LILLE: Un migrant s'est noyé mardi dans un canal près du vaste campement d'exilés de Loon-Plage (Nord), a-t-on appris mercredi auprès d'une association et de la préfecture.

Cet homme "se rendait dans le canal pour se laver, d'après d'autres exilés, qui ont appelé les secours. Mais les secours n'ont rien pu faire", a rapporté à l'AFP Anna Richel, coordinatrice de l'association Utopia 56 à Grande-Synthe.

Selon elle, il s'agit d'un Sud-Soudanais âgé de 22 ans.

La préfecture du Nord a confirmé le décès d'un migrant "dû à une chute accidentelle".

Dans le campement situé à proximité de ce canal, où vivent actuellement 300 à 400 personnes d'après l'association, "les conditions sont terribles, il y a un manque d'eau cruel, énormément de gens souffrent de la chaleur, de la poussière", dénonce Anna Richel.

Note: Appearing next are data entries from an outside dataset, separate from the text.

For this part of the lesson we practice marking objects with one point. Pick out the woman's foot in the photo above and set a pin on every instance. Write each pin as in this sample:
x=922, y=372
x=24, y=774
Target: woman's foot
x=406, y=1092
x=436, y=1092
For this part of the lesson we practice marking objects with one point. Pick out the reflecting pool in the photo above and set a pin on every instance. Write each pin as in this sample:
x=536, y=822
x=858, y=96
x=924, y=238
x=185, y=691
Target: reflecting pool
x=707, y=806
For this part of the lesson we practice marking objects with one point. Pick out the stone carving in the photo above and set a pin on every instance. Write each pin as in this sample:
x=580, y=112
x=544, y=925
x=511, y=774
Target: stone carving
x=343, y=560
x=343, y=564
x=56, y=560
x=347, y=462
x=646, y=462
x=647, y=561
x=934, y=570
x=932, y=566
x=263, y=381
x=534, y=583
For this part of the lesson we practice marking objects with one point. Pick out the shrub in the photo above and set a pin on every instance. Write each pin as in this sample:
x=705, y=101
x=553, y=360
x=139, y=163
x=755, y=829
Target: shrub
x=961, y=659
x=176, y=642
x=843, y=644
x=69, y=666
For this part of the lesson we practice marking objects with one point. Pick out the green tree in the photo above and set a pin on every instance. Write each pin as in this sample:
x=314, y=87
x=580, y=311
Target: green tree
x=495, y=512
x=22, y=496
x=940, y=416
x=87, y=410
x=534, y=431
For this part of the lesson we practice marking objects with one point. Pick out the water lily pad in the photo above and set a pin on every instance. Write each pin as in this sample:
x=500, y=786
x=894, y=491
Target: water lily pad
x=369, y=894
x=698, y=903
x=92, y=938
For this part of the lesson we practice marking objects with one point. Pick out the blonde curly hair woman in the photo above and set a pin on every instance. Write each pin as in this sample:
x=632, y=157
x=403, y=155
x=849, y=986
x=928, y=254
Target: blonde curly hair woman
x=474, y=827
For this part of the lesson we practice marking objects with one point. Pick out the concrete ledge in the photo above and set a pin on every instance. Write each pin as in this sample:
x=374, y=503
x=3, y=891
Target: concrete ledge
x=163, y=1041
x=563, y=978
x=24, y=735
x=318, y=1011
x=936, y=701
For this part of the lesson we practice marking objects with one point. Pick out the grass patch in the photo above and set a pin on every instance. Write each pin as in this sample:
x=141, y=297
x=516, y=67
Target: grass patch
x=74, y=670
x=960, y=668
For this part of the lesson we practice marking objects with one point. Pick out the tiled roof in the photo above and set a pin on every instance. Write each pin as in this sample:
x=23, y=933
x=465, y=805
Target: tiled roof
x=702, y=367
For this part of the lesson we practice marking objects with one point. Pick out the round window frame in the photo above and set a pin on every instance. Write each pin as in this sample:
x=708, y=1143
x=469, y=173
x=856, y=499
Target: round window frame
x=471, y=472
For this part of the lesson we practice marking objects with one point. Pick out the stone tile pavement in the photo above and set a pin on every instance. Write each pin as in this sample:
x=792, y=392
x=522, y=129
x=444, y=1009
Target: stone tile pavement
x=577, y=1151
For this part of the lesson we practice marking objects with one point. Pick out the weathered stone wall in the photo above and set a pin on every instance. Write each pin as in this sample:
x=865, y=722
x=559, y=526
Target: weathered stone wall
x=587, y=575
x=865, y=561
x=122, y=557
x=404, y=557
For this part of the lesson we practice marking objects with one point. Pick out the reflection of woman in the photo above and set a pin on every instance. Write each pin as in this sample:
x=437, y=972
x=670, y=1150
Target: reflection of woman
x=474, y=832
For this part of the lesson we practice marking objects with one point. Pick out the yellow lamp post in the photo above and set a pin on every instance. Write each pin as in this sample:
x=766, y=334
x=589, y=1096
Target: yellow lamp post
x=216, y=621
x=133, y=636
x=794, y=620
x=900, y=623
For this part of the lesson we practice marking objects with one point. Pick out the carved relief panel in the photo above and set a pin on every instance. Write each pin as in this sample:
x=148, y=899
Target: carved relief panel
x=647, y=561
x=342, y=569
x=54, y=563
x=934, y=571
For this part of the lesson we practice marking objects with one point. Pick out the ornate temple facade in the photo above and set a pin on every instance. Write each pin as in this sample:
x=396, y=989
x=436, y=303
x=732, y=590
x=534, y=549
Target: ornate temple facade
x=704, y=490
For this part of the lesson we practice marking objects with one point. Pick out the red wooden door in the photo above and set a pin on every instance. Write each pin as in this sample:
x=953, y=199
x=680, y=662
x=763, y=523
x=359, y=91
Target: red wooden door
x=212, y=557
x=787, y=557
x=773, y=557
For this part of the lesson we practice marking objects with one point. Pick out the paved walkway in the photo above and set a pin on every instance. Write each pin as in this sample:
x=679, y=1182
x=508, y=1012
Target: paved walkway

L'association Roots fournit de l'eau chaque jour dans des cuves mais "il n'y a pas de point d'eau courante" dans ce campement, pointe-t-elle. "Ces conditions de non-accueil font que les gens continuent à prendre des risque pour partir" vers l'Angleterre.

Sur le littoral du nord de la France, majoritairement à Calais et Loon-Plage, près de Dunkerque, des centaines de migrants, Érythréens, Soudanais, Irakiens ou encore Iraniens, vivent dans des campements précaires, régulièrement expulsés, dans l'espoir de gagner l'Angleterre.